Laszlo Csatary, a man linked to Nazi war crimes and suspected of personally handling the deportation of thousands of Jews to death camps, died in Hungary at age 98.
According to Hungary’s Politics.hu, the daily tabloid Bors first reproted the news, which was later confirmed by Csatary’s attorney, Gabor B. Horvath. Bors stated that Cstary had been hospitalized after he got pneumonia, which it cited as the cause of death.
The BBC notes that Csatary was on a list of the most wanted Nazi criminals. During World War II, he allegedly oversaw the deportation of 15,700 Jews to death camps. But Csatary denied the allegations, saying that he was just a link between German and Hungarian officials.
Csatary faced charges in both Hungary and Slovakia.
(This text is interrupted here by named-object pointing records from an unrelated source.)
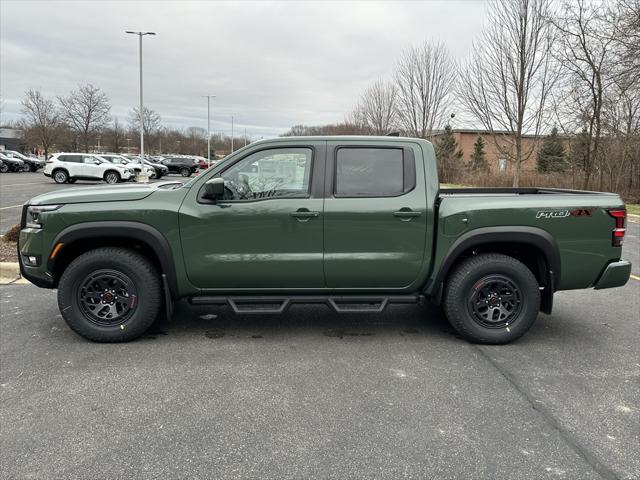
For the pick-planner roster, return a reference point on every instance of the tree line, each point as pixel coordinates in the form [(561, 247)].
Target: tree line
[(82, 121), (569, 70)]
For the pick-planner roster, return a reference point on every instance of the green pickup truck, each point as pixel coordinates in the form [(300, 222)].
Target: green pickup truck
[(355, 223)]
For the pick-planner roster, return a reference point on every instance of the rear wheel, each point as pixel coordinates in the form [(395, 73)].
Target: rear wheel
[(60, 176), (491, 298), (111, 177), (110, 295)]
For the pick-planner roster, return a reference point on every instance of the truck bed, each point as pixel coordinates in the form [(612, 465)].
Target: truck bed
[(515, 191)]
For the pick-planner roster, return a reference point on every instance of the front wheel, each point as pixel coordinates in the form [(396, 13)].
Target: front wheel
[(491, 298), (111, 178), (110, 295)]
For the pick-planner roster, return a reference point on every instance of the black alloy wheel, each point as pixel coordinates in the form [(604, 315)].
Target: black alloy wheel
[(107, 297)]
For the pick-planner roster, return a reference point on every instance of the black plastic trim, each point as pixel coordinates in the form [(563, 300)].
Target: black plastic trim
[(537, 237), (135, 230), (242, 304)]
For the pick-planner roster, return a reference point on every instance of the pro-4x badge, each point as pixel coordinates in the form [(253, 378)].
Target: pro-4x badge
[(576, 212)]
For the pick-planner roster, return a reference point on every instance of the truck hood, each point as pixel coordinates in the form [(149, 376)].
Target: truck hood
[(114, 193)]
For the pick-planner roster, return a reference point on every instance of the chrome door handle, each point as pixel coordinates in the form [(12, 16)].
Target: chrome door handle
[(406, 214)]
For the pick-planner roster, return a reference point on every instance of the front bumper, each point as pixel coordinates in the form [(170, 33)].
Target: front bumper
[(30, 242), (615, 275)]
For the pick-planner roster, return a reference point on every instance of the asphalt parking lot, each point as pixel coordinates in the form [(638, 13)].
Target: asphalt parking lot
[(313, 394)]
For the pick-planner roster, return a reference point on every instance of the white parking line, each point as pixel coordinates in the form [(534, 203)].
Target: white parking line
[(19, 184)]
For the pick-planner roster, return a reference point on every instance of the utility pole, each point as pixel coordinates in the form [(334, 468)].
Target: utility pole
[(209, 97), (141, 112)]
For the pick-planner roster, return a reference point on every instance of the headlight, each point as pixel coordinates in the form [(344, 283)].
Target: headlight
[(33, 219)]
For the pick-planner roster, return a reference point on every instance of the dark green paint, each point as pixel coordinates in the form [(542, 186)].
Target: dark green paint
[(353, 245)]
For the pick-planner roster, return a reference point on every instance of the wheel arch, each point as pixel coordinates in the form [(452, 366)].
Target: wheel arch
[(534, 247), (82, 237)]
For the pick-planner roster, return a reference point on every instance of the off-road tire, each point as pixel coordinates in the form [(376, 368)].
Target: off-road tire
[(112, 177), (463, 289), (60, 176), (133, 266)]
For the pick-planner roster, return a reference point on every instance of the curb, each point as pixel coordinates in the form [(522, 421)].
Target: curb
[(9, 272)]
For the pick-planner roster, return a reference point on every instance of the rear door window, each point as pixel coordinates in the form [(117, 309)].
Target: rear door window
[(373, 172)]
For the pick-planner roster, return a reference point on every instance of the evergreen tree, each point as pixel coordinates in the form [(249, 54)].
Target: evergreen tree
[(551, 156), (449, 156), (478, 158)]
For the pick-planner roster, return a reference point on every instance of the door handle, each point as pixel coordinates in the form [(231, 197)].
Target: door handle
[(406, 214), (304, 214)]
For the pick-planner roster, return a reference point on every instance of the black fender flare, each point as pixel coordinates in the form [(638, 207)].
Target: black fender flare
[(135, 230), (537, 237)]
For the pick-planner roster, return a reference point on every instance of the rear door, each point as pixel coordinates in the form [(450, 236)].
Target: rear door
[(375, 219)]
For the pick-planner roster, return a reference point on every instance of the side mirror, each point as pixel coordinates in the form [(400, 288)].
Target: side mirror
[(214, 188)]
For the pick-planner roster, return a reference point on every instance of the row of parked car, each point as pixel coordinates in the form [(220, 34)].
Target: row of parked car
[(12, 161), (109, 167)]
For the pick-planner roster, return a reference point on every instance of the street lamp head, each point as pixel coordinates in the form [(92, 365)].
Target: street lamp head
[(140, 33)]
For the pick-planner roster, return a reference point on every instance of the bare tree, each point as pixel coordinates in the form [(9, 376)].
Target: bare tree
[(424, 78), (377, 108), (624, 27), (507, 80), (42, 119), (86, 111), (151, 120)]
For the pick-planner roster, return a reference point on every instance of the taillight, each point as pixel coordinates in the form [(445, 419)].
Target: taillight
[(620, 215)]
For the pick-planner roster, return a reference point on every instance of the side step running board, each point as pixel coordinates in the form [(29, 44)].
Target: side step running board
[(273, 304)]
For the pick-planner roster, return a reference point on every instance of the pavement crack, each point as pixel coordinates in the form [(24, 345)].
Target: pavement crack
[(574, 443)]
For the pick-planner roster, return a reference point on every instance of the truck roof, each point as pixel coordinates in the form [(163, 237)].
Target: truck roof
[(367, 138)]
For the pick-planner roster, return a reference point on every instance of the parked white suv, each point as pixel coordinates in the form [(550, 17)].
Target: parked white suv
[(69, 167), (129, 163)]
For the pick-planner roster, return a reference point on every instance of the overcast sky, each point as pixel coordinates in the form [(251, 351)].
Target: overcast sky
[(271, 64)]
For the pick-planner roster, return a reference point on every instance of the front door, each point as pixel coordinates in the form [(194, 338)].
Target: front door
[(267, 232), (375, 215)]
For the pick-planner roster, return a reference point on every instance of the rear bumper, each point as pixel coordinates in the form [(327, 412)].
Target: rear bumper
[(615, 275)]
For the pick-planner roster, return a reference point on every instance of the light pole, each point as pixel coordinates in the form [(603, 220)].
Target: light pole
[(209, 97), (141, 112)]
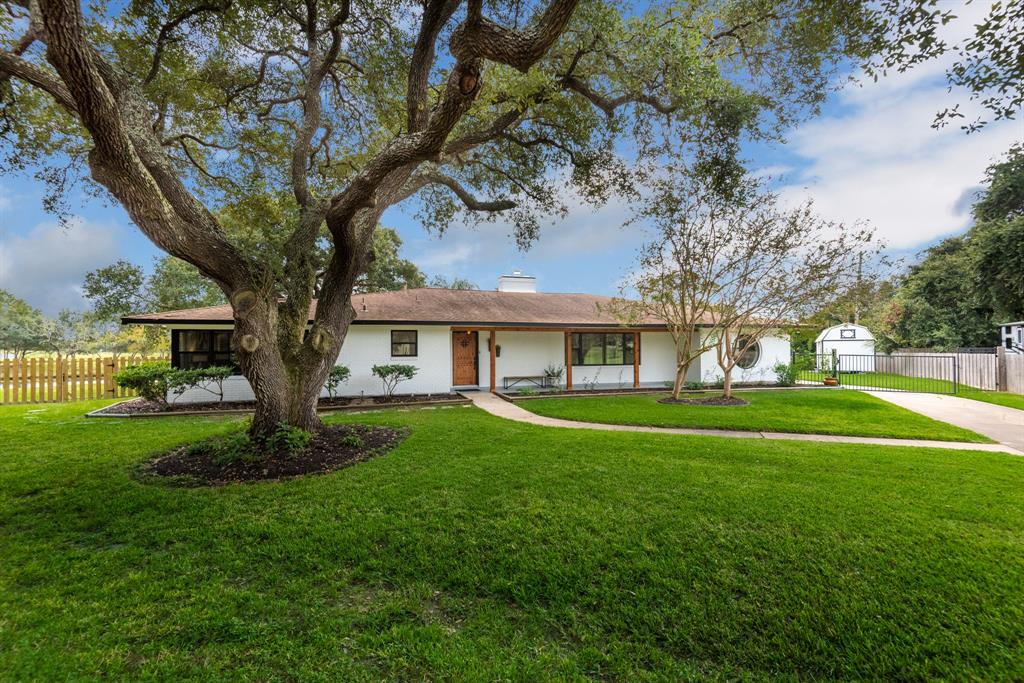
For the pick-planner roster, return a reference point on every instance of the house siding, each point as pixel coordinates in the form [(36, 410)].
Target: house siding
[(521, 353)]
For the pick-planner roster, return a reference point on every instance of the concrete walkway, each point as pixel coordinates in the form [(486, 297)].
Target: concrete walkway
[(998, 423), (503, 409)]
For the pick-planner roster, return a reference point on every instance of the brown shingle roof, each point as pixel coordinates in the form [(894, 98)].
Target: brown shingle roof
[(436, 306)]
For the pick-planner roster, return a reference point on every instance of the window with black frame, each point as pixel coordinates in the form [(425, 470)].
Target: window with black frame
[(599, 348), (201, 348), (403, 343)]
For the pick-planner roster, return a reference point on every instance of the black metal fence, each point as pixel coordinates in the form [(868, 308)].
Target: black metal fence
[(879, 372)]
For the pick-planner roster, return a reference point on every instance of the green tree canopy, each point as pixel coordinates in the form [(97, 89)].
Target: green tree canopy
[(124, 288), (22, 327), (965, 286), (388, 271)]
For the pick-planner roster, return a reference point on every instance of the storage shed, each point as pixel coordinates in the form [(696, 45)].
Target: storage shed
[(854, 341)]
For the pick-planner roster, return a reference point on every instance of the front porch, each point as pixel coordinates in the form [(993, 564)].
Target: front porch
[(497, 358)]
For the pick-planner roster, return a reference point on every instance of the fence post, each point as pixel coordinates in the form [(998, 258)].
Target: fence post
[(60, 379), (109, 378)]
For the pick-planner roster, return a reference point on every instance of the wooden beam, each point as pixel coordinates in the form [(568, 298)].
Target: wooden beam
[(636, 359), (459, 328), (568, 360), (494, 355)]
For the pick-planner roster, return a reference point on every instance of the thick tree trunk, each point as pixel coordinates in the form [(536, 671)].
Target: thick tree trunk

In June, Hungarian prosecutors charged him with being a chief at the Kosice internment camp, which was the first one the Germans established when they occupied Hungary in 1944. They accused Csatary of beating prisoners with whips and his hands.
In 1948 in then-Czechoslovakia, Csatary was sentenced to death, but Hungary refused to extradite him to Slovakia because Hungary wanted him jailed for life. Hungary has abolished the death penalty and cited double jeopardy as a reason for not handing him over to Slovakia.
“It is a shame that Csatary, a convicted... and totally unrepentant Holocaust perpetrator who was finally indicted in his homeland for his crimes, ultimately eluded justice and punishment at the very last minute,” a spokesman for the Simon Wiesenthal Center said in response to his death. The center named Csatary as the most wanted Nazi suspect.